AS Minta China Cegah Iran Tutup Selat Hormuz

Menteri Luar Negeri AS Marco Rubio Menyerukan China Cegah Iran Tutup Selat Hormuz

Menteri Luar Negeri AS Marco Rubio mendesak China untuk mencegah Iran menutup Selat Hormuz, salah satu jalur pelayaran terpenting di dunia.

Pernyataan ini muncul setelah televisi milik pemerintah Iran, Press TV, melaporkan bahwa parlemen telah menyetujui rencana penutupan Selat tersebut. Namun, keputusan akhir ada di Dewan Keamanan Nasional Iran.

Gangguan terhadap pasokan minyak akan berdampak besar pada ekonomi global. China, sebagai pembeli terbesar minyak Iran, memiliki hubungan erat dengan Teheran.

Harga minyak melonjak setelah serangan AS ke situs nuklir Iran, dengan harga minyak mentah Brent mencapai level tertinggi dalam lima bulan.

"China sangat bergantung pada Selat Hormuz untuk pasokan minyaknya.
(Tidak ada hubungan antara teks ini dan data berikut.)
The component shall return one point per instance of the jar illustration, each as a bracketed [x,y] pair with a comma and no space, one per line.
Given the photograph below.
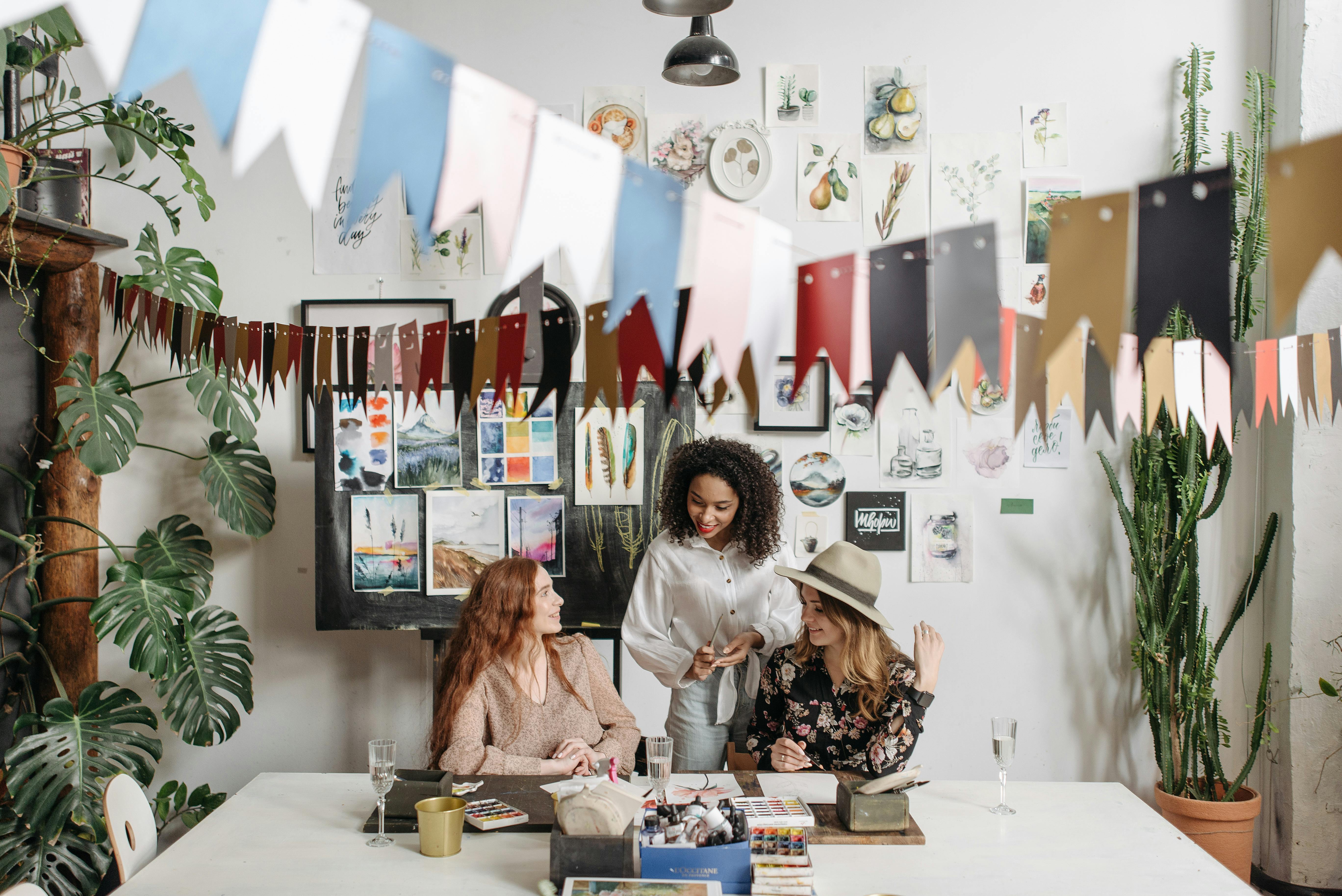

Saya mendorong pemerintah Beijing untuk menghubungi Iran soal ini," kata Rubio dalam wawancara dengan Fox News pada Minggu.

"Jika mereka menutup Selat, itu akan jadi bunuh diri ekonomi bagi mereka. Kami memiliki opsi untuk menangani hal ini, tapi negara lain juga harus waspada. Dampaknya akan jauh lebih buruk bagi ekonomi negara lain dibanding kami."

Sekitar 20% minyak dunia melewati Selat Hormuz, dengan produsen utama minyak dan gas di Timur Tengah menggunakannya untuk mengirim energi dari kawasan tersebut.

Gangguan di Selat ini bisa memicu lonjakan harga minyak global. Harga Brent crude mencapai $78,89 per barel pada pukul 23:22 GMT Minggu lalu.

"AS kini berada dalam posisi pertahanan kuat di kawasan untuk menghadapi serangan balasan Iran. Tapi risiko bagi harga minyak adalah situasi bisa makin eskalasi," ujar Saul Kavonic, Kepala Penelitian Energi di MST Financial.

Harga minyak mempengaruhi segalanya, dari biaya bahan bakar hingga harga makanan di supermarket.

MEMBACA  Di dalam perpustakaan distopia Rusia

China mengimpor lebih dari 1,8 juta barel minyak Iran per bulan lalu, menurut data perusahaan pelacak kapal Vortexa.

Ekonomi Asia lain seperti India, Jepang, dan Korea Selatan juga sangat bergantung pada minyak yang melewati Selat ini.

Analis energi Vandana Hari mengatakan Iran "hanya akan rugi besar" jika menutup Selat Hormuz.

"Iran berisiko memusuhi negara-negara penghasil minyak dan gas di Teluk serta memancing kemarahan pasar utamanya, China, jika mengganggu lalu lintas di Selat," kata Hari kepada BBC.

AS terlibat dalam konflik Iran-Israel akhir pekan lalu, dengan Presiden Donald Trump menyatakan Washington telah "menghancurkan" situs nuklir kunci Iran.

Namun, belum jelas seberapa besar kerusakan yang ditimbulkan. Badan nuklir PBB menyatakan sulit menilai kerusakan di situs nuklir bawah tanah Fordo yang sangat terlindungi. Iran mengklaim hanya ada kerusakan minor.

Trump juga memperingatkan Iran akan menghadapi serangan "jauh lebih buruk" jika tidak menghentikan program nuklirnya.

Beijing mengecam serangan AS sebagai pengurangan kredibilitas Washington dan menyerukan gencatan senjata segera.

Duta Besar China untuk PBB Fu Cong mengatakan semua pihak harus menahan "impuls kekerasan… dan tidak memperkeruh situasi," menurut laporan CCTV.

Koran pemerintah Global Times menyatakan keterlibatan AS di Iran "telah memperumit dan mengdestabilisasi situasi Timur Tengah" serta mendorong konflik ke tahap "tak terkendali."